How many multiples of 5 are there from 10 to 95?
A) 18
B) 16
C) 20
D) 17

Answer 1

Hint:
Here we will first write the basic condition for the multiple of 5. Then we will find the maximum multiple of 5 in the range and then we will find the lowest multiple of 5 in the given range. Subtracting the lowest multiple from the highest multiple of 5 between the given range to get the required number of multiples.

Complete Step by Step Solution:
The given range of numbers are 10 to 95.
As we know that the multiple of the integer 5 has the number 0 or 5 at the extreme right end or unit place.
First, we will find the maximum multiple of the number 5 in the given range. We can see that the number 95 from the given range is the multiple of 5. Therefore, we get
\[\dfrac{{95}}{5} = 19\]
So, 95 is the \[{19^{{\rm{th}}}}\] multiple of the number 5.
Now we will find the lowest multiple of 5 in the given range and we can see that the number 10 from the given range is the multiple of the number 5. Therefore, we get
\[\dfrac{{10}}{5} = 2\]
So, 10 is the \[{2^{{\rm{nd}}}}\] multiple of the number 5.
Therefore, the number of multiple of 5 in the range 10 to 95 \[ = 19 - 2 + 1 = 18\]
Hence, 18 multiples of number 5 are there in the range from 10 to 95.

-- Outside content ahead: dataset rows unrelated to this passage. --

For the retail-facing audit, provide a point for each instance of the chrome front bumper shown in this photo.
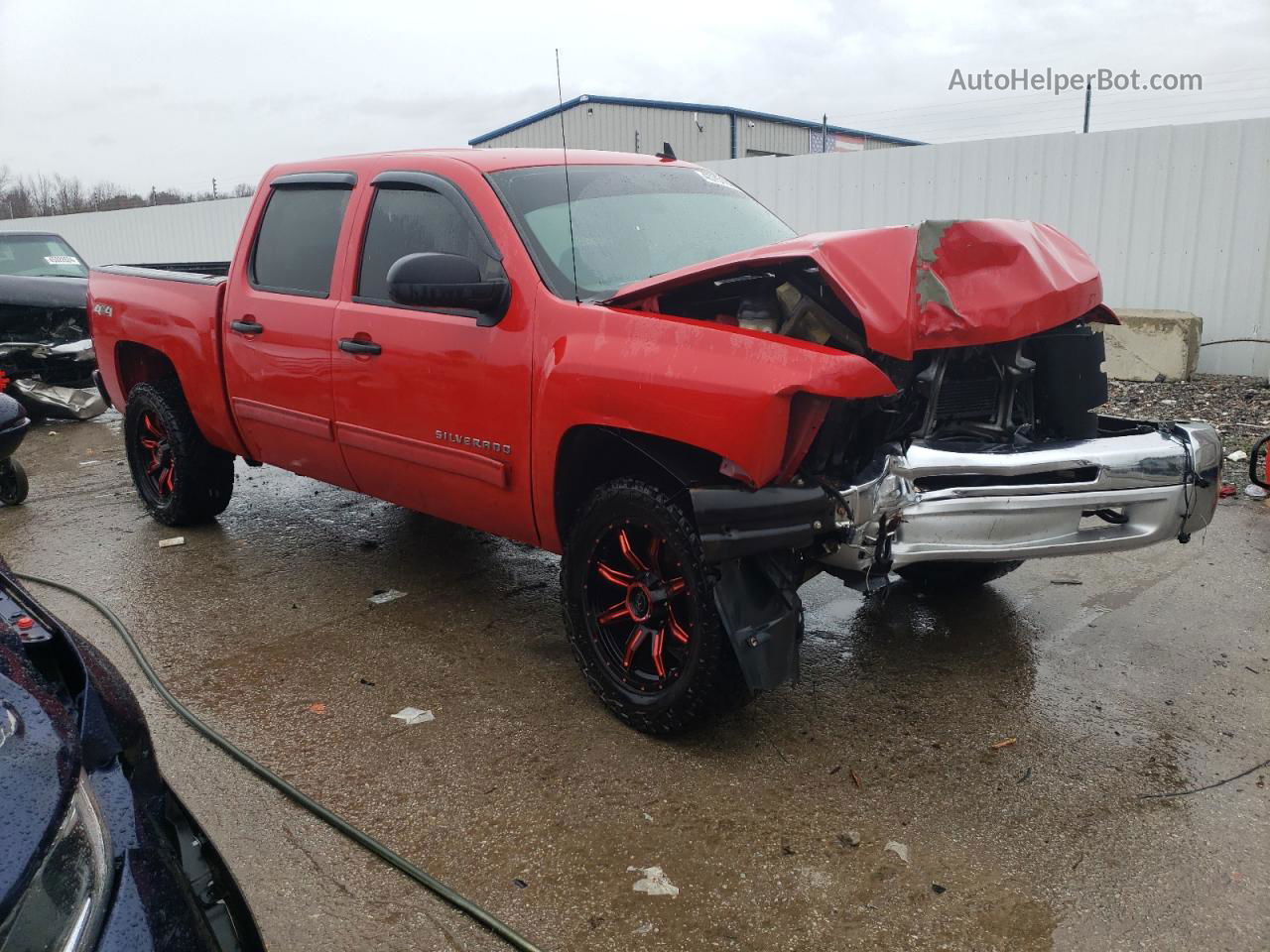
(1008, 503)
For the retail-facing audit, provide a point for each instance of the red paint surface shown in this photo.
(466, 421)
(1005, 280)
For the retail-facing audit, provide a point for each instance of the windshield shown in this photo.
(630, 222)
(40, 257)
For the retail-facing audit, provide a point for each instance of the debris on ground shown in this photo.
(653, 881)
(897, 848)
(1238, 407)
(413, 715)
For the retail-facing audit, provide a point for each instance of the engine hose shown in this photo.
(363, 839)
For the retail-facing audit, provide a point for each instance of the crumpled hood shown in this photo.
(44, 293)
(938, 285)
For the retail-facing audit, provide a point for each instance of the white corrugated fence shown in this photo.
(1178, 217)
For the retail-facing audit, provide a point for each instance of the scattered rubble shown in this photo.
(897, 848)
(1238, 407)
(653, 881)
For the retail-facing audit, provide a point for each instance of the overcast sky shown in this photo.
(175, 93)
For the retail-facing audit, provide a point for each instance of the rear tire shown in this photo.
(182, 479)
(662, 661)
(13, 483)
(949, 576)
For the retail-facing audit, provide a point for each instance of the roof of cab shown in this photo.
(484, 160)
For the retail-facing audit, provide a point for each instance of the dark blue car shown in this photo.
(96, 852)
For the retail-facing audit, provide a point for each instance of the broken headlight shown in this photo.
(64, 905)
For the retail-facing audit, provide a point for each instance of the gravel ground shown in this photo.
(1238, 407)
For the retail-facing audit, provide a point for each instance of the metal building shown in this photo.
(697, 132)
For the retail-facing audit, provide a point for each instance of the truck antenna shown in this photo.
(568, 195)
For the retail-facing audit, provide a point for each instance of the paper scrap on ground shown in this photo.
(897, 848)
(653, 881)
(413, 715)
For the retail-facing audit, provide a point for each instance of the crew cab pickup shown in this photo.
(633, 363)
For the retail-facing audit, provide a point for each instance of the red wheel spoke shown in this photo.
(658, 640)
(610, 574)
(677, 633)
(633, 644)
(612, 615)
(624, 540)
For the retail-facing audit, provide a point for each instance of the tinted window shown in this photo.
(296, 245)
(629, 222)
(409, 220)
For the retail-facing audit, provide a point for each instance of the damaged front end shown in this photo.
(46, 354)
(989, 449)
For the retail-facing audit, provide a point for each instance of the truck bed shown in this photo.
(178, 315)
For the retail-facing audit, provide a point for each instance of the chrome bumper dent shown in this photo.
(937, 504)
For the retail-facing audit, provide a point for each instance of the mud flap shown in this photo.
(763, 617)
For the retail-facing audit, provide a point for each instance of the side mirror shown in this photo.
(436, 280)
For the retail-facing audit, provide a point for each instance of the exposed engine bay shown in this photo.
(46, 354)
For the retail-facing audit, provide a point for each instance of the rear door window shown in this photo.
(405, 221)
(295, 248)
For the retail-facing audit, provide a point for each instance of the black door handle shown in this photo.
(352, 345)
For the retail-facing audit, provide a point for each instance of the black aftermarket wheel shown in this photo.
(13, 483)
(182, 479)
(639, 607)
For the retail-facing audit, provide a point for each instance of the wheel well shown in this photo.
(139, 363)
(592, 456)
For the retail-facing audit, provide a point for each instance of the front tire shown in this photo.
(13, 483)
(945, 578)
(182, 479)
(640, 613)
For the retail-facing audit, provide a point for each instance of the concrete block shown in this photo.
(1150, 344)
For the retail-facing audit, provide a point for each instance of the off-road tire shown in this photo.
(951, 576)
(13, 483)
(203, 475)
(710, 680)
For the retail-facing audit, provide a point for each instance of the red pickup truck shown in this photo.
(631, 362)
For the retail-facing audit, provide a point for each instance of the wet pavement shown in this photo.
(1150, 675)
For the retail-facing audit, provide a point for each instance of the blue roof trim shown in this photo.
(684, 107)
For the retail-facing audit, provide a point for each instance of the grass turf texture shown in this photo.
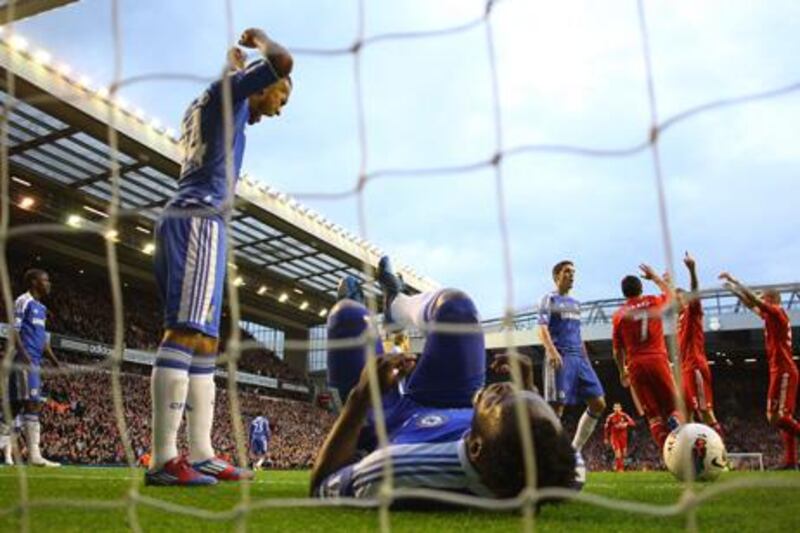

So, option A is the correct option.

Note:
We know that the multiple are the numbers which when divided the number leaves zero remainder or perfect divisor of the number. Remainder is the value of the left over when a number is not exactly divided by the other number. When the other number exactly divides a number then the remainder is 0. We don’t have to confuse the multiple with the factors. Factors are the smallest numbers with which the given number is divisible and their multiplication will give the original number.